South Sudan actor played dead to save his life
Abducted by gunmen as he fled, Moses had to draw on all his skills and experience to cheat death.
BIDIBIDI, Uganda – Moses knew the routine at the armed checkpoints that straddled his road south to safety: when the gunmen demand you join their ranks, politely decline, pay a bribe to pass, and walk on.
For days, fleeing South Sudan's war and hoping to reach neighbouring Uganda, these tactics had worked. But eventually, Moses ran out of money. Unable to pay, he was arrested and marched into a forest to what he heard the men call the 'kill base'.
"It was littered with bodies, human parts and blood everywhere," Moses, 23, said. "So many people had been killed that they hadn't had time to bury them."
"I took some blood from one body, smeared it over myself and lay among the dead.”
Left alone for a moment, Moses, who was an actor and film director at home near the South Sudanese town of Yei, knew he had one chance to survive. But he would need to draw on all his experience.
"I took some blood from one body, smeared it over myself and lay among the dead," he said. "When the gunmen came back they took me for a corpse. My acting skills saved my life."
More than a million South Sudanese have fled their young nation's spreading civil war since it started almost three years ago.
The numbers show little sign of slowing. UNHCR, the UN Refugee Agency, reported today that an average of 3,500 South Sudanese left their homeland every day of October.
Most went to Uganda, with a daily average of 2,400 new arrivals since the beginning of October, and more than 250,000 new refugees since an outbreak of violence in the South Sudanese capital, Juba, on 7 July.
The majority of new arrivals come from South Sudan’s Equatoria region, where they report armed groups harassing civilians, killing and torturing those they suspect of supporting opposing factions, burning down villages, sexually assaulting women and girls, and forcibly recruiting young men and boys into their ranks.
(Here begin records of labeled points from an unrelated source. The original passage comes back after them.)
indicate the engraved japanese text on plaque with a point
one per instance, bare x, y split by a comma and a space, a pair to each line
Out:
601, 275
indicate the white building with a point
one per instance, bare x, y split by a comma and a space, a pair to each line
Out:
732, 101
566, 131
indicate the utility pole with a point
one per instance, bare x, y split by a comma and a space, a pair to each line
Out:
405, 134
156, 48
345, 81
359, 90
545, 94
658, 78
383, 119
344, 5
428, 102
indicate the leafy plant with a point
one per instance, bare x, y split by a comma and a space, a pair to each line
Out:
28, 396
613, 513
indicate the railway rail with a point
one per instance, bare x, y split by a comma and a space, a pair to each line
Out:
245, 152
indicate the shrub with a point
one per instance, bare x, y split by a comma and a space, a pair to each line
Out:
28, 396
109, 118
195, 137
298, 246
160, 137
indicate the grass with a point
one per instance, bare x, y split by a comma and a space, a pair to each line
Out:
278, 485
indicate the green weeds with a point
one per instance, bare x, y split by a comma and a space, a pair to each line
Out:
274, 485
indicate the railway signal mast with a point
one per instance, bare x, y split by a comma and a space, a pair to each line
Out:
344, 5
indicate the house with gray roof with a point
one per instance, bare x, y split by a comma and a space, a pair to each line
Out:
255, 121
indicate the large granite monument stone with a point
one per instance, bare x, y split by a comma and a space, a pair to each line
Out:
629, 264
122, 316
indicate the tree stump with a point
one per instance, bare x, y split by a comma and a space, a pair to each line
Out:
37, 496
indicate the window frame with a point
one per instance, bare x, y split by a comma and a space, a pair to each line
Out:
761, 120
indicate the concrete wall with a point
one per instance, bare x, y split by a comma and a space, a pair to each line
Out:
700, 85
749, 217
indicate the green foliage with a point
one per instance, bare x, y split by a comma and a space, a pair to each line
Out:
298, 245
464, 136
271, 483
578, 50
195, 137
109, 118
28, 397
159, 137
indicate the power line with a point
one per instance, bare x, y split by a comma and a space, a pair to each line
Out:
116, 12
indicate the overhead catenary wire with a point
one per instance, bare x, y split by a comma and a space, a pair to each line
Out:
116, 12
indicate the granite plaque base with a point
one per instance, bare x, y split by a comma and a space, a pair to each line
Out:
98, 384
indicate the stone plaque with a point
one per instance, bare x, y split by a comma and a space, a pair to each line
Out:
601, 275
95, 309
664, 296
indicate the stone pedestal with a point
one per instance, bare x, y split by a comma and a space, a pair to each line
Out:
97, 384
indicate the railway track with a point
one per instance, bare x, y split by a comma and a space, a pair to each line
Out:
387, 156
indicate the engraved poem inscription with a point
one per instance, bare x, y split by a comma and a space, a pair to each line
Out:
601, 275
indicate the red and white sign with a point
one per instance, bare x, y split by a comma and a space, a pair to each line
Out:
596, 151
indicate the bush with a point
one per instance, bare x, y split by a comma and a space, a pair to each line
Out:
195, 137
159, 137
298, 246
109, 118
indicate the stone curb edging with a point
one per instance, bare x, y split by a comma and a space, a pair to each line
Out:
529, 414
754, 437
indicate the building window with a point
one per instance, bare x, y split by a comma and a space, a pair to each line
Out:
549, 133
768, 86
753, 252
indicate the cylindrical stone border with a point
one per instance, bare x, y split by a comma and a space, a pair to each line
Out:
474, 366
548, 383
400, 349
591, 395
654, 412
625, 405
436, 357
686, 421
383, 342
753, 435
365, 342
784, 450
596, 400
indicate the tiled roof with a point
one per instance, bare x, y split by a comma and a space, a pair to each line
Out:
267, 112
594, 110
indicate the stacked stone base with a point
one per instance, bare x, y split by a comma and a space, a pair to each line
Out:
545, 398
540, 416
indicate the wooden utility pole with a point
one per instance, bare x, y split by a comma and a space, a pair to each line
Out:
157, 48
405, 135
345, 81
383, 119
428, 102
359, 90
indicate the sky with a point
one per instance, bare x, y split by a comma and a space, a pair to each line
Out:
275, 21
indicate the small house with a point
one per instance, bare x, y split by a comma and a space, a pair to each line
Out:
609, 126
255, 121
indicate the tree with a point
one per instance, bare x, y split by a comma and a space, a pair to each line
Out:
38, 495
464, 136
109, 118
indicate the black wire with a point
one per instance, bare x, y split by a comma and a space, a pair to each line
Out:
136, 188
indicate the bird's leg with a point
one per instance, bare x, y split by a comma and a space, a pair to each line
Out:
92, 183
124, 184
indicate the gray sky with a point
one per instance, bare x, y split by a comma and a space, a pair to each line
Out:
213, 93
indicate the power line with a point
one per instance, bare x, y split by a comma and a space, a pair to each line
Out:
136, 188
In recent weeks, refugees have increasingly used informal border crossings, reportedly due to the presence of armed groups preventing people from using main roads. Many refugees report having had to walk through the bush for days, often without food or water.
"According to interviews with refugees, they have clearly experienced horrific events on the way to the border," said Nasir Fernandes, UNHCR's Senior Emergency Coordinator in Uganda.
"We see many women and children arrive exhausted, dehydrated and often traumatised. We try to relocate them from the border as soon as possible, to ensure they have access to basic services and the treatment they require."
"We collected dew to drink and killed rodents.”
Moses was one of those. To reach Uganda, he and his wife Estelle, 21, an actress, walked for a week through the bush. They carried only a few clothes, bedding, and their film gear.
"We collected dew to drink and killed rodents or took vegetables from abandoned farms for food," Moses said in an interview at Bidibidi settlement for refugees in Uganda. At one point, the couple was separated. Soon after, Moses was abducted.
As he lay among the dead smeared with a victim's blood waiting for the men to return, he remembered his mobile phone in his pocket. The professional urge to document what was happening came to him, and secretly he set up the phone's camera to record what took place.
"I knew what I was doing was dangerous, but what did I have to lose?" he said. "At that moment I was already dead in many ways." Over the course of several hours, he witnessed murder after murder and the multiple rape of a woman. Long after the men left and darkness fell, Moses crawled then ran to safety.
In a cruel twist of fate, however, the footage is unlikely ever to be seen despite Moses risking his life to film it. As he and Estelle made their final journey to the refugee centre in Uganda, all their belongings were stolen, including his mobile phone.
Now, he and Estelle have been forced to start all over again. At the Bidibidi settlement, where the Ugandan government gives refugees land to farm and allows them to work and start businesses, the couple is talking with fellow refugees about working on a film together.
"I can farm so I will work the land and save some money to buy or rent the equipment stolen," Moses said. "People here are eager to work together, and I am already drafting a script. The only way out of this is to communicate and overcome our intolerance."
* Moses and Estelle's names have been changed to protect their identities.